B- Communion fraternelle

Le deuxième pôle du visage de l’Église est la communion fraternelle. Avec la venue du Christ et son message, un principe nouveau d’existence est apparu dans le monde : à l’image de la Sainte Trinité et sous son influence, les êtres humains sont appelés à entrer en communion les uns avec les autres.

19- Cette communion se vit d’abord dans le couple et la famille : l’homme et la femme se donnent l’un à l’autre dans l’union conjugale d’où jaillissent de nouvelles vies; l’Écriture Sainte décrit bien cette réalité. La famille constitue la base de la société et de l’Église et elle mérite toute notre considération et notre engagement, afin qu’elle puisse remplir sa mission fondamentale. Elle est une « Église domestique ».

20- Les familles sont en contact les unes avec les autres, selon différents facteurs (voisinage, amitié, culture, travail, loisir, foi). Les familles croyantes se retrouvent dans l’unité de la paroisse. Le Pape François la décrit ainsi :

a- « Elle continuera à être ‘ l’Église elle-même qui vit au milieu des maisons de ses fils et de ses filles’. Cela suppose que réellement elle soit en contact avec les familles et avec la vie du peuple…

b- La paroisse est présence ecclésiale sur le territoire, lieu de l’écoute de la Parole, de la croissance de la vie chrétienne, du dialogue, de l’annonce, de la charité généreuse, de l’adoration et de la célébration. À travers toutes ses activités, la paroisse encourage et forme ses membres pour qu’ils soient des agents de l’évangélisation.

c- Elle est communauté de communautés, sanctuaire où les assoiffés viennent boire pour continuer à marcher, et centre d’un constant envoi missionnaire.

d- Mais nous devons reconnaître que l’appel à la révision et au renouveau des paroisses n’a pas encore donné de fruits suffisants pour qu’elles soient encore plus proches des gens, qu’elles soient des lieux de communion vivante et de participation, et qu’elles s’orientent complètement vers la mission » (EG 28).

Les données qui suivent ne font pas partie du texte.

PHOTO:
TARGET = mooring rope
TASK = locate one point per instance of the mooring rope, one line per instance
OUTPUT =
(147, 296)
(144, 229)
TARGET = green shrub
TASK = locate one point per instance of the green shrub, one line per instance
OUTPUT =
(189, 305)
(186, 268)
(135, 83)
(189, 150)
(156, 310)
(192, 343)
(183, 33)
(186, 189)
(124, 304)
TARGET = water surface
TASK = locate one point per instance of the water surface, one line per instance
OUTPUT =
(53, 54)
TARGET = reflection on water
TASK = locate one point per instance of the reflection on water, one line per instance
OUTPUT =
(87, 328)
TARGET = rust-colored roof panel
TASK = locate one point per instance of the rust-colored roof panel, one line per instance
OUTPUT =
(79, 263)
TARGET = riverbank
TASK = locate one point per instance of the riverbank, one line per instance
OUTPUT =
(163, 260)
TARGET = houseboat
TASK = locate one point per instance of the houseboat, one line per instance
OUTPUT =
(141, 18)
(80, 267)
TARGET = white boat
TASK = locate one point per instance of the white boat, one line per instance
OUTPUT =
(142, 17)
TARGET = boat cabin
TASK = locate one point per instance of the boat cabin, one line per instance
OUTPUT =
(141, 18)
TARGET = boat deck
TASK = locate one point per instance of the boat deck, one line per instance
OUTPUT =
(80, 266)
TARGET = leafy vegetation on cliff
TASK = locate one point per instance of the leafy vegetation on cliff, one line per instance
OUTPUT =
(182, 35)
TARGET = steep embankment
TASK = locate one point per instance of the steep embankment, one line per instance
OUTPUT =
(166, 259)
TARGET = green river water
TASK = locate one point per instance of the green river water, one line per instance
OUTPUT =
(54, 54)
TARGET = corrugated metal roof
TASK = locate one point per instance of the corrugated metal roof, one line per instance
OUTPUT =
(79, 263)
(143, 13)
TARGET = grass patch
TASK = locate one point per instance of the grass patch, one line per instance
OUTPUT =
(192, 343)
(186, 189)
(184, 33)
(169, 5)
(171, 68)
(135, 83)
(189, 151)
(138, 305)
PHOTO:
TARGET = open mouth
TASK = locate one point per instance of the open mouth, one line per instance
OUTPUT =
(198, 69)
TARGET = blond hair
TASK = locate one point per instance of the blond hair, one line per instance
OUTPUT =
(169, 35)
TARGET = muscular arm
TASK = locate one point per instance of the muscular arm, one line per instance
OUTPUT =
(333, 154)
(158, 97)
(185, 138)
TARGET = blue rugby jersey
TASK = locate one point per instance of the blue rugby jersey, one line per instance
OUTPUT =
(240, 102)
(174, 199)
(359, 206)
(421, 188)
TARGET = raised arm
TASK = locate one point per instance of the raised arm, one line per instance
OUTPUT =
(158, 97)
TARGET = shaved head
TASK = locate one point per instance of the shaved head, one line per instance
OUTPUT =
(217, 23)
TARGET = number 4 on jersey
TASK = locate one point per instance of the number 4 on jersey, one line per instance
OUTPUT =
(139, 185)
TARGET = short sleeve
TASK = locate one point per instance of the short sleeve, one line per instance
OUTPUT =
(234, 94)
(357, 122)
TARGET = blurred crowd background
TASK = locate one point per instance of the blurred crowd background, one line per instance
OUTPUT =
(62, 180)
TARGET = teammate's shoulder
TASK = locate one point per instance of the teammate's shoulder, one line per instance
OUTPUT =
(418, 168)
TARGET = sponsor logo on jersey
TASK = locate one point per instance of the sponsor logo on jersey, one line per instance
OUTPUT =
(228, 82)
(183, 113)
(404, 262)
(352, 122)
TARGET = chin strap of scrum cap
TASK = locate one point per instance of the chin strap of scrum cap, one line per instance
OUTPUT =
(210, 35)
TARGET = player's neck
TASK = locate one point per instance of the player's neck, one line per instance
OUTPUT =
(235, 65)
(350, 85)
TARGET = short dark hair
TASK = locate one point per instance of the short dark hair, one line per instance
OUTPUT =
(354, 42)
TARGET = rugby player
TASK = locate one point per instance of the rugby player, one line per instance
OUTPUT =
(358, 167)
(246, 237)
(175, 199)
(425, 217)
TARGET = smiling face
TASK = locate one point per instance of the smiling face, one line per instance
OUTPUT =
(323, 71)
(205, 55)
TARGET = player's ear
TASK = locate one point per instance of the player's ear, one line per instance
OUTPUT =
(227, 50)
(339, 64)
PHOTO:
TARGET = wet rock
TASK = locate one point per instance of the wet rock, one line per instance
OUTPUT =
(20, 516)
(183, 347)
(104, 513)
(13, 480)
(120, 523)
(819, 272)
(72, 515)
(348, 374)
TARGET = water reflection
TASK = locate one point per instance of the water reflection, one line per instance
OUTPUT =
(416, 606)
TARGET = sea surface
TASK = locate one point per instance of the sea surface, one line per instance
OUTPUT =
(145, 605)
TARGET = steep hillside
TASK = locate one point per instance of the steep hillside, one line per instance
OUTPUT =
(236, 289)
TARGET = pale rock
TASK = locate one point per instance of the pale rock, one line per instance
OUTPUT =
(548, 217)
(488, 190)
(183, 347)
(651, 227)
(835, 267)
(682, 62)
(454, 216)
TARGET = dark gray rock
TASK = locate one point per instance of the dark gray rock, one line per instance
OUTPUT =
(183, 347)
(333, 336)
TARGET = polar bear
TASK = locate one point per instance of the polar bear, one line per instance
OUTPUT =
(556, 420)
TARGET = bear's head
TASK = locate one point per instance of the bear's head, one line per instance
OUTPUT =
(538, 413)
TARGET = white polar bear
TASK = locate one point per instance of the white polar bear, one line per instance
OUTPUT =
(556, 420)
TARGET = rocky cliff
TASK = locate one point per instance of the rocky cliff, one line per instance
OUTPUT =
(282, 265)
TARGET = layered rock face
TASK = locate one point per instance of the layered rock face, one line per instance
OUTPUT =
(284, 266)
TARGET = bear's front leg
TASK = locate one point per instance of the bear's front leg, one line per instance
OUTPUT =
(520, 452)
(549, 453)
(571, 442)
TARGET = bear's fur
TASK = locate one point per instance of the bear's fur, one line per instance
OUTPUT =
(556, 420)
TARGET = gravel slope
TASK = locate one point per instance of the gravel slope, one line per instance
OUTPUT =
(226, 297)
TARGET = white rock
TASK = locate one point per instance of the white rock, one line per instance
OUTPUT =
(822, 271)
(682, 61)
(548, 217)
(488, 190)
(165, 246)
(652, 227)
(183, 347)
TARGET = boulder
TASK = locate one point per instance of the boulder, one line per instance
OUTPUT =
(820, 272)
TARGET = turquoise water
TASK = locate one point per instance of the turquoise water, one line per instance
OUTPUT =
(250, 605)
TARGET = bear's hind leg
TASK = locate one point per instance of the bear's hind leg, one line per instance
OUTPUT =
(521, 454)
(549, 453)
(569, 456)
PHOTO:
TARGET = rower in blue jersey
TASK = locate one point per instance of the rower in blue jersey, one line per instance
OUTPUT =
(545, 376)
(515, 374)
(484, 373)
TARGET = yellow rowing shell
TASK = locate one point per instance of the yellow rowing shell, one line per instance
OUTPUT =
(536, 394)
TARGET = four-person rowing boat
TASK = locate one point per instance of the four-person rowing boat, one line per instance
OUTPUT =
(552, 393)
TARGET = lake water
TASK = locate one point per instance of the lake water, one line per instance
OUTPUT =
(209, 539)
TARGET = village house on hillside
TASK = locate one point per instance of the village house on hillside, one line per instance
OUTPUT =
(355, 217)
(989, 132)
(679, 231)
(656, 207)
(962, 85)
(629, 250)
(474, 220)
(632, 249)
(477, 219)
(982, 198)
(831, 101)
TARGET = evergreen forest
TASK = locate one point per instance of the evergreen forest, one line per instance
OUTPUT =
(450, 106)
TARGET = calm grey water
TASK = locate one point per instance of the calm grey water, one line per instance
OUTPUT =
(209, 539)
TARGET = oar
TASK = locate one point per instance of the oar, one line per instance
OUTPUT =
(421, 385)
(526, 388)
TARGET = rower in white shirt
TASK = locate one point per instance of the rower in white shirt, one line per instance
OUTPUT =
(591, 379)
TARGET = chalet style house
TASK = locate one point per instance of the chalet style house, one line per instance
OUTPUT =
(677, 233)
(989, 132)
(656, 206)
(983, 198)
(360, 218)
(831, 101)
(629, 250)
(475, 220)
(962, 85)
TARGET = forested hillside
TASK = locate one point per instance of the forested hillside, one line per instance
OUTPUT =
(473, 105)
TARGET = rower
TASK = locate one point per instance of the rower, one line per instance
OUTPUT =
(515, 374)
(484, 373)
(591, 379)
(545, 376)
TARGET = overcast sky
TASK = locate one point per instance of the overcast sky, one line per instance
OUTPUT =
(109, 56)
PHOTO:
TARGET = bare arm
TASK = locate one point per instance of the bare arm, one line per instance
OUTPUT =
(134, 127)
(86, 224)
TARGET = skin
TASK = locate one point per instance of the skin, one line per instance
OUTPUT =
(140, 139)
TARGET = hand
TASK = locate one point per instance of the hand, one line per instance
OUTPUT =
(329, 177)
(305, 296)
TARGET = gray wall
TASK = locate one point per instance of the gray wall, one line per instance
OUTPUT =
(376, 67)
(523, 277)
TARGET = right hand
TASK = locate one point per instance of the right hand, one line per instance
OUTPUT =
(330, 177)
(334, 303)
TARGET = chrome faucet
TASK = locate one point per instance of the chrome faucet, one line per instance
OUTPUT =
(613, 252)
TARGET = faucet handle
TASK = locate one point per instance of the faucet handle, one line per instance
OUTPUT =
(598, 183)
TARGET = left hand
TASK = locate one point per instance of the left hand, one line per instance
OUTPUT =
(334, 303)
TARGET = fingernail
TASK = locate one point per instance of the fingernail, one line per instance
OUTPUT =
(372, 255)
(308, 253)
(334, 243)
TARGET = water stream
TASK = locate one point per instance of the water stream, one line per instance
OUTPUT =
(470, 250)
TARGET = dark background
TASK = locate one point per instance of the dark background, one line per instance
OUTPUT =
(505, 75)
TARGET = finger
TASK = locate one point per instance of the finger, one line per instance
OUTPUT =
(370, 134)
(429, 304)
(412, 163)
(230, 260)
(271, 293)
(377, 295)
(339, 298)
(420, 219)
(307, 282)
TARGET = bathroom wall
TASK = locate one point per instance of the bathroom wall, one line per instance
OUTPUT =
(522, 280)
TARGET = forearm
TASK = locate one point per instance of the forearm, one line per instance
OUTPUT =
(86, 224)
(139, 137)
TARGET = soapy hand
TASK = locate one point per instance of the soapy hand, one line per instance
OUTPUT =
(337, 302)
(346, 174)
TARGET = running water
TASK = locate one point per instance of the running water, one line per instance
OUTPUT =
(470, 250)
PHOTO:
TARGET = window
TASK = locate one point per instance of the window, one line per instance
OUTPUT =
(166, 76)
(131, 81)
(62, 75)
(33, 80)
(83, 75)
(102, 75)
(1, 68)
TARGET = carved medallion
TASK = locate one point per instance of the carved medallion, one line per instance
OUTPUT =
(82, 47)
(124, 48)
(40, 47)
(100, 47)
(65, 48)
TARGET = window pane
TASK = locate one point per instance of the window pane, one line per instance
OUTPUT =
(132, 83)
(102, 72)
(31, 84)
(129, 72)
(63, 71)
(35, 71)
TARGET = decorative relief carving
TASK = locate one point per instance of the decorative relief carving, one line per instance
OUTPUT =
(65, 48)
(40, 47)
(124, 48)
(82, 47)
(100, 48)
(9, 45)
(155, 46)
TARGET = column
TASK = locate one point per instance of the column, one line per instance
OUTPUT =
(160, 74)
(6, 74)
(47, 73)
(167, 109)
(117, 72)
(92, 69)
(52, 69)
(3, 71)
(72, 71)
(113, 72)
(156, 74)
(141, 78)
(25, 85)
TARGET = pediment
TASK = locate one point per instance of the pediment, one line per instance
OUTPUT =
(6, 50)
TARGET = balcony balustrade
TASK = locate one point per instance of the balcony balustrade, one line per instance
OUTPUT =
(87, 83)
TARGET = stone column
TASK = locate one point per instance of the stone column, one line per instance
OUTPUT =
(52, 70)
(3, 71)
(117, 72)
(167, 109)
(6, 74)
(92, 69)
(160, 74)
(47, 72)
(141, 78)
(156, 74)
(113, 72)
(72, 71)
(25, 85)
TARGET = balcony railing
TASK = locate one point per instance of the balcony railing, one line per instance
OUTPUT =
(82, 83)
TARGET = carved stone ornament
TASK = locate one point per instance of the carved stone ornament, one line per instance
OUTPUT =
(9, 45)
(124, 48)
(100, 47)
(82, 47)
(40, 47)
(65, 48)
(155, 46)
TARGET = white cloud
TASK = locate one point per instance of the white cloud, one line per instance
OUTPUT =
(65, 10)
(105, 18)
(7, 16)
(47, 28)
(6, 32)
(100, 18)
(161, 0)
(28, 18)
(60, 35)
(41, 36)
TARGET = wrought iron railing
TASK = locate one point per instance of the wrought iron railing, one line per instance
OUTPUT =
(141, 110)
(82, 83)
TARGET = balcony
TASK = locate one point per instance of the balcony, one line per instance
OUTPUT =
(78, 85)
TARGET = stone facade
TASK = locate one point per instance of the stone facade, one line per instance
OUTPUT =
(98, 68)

21- En plus des familles, la paroisse se soucie de différentes catégories de personnes : celles qui sont seules, malades ou âgées; celles qui
sont aux prises avec des difficultés économiques, des problèmes de boisson, de drogue, de violence, d’exploitation. Elle se préoccupe des misères sous toutes ses formes, proches ou lointaines. La réalité de communion s’exprime dans un partage, une mise en commun des ressources, qui n’a pas de frontière. C’est impressionnant de voir les gens engagés à soulager les misères qu’ils croisent et aider aussi de parfaits inconnus, lors de sinistres ou cataclysmes éloignés.

22- Avec leur personnel, leurs bénévoles, les différents services qu’elles offrent, nos paroisses constituent ainsi un élément fondamental de la vie de l’Église.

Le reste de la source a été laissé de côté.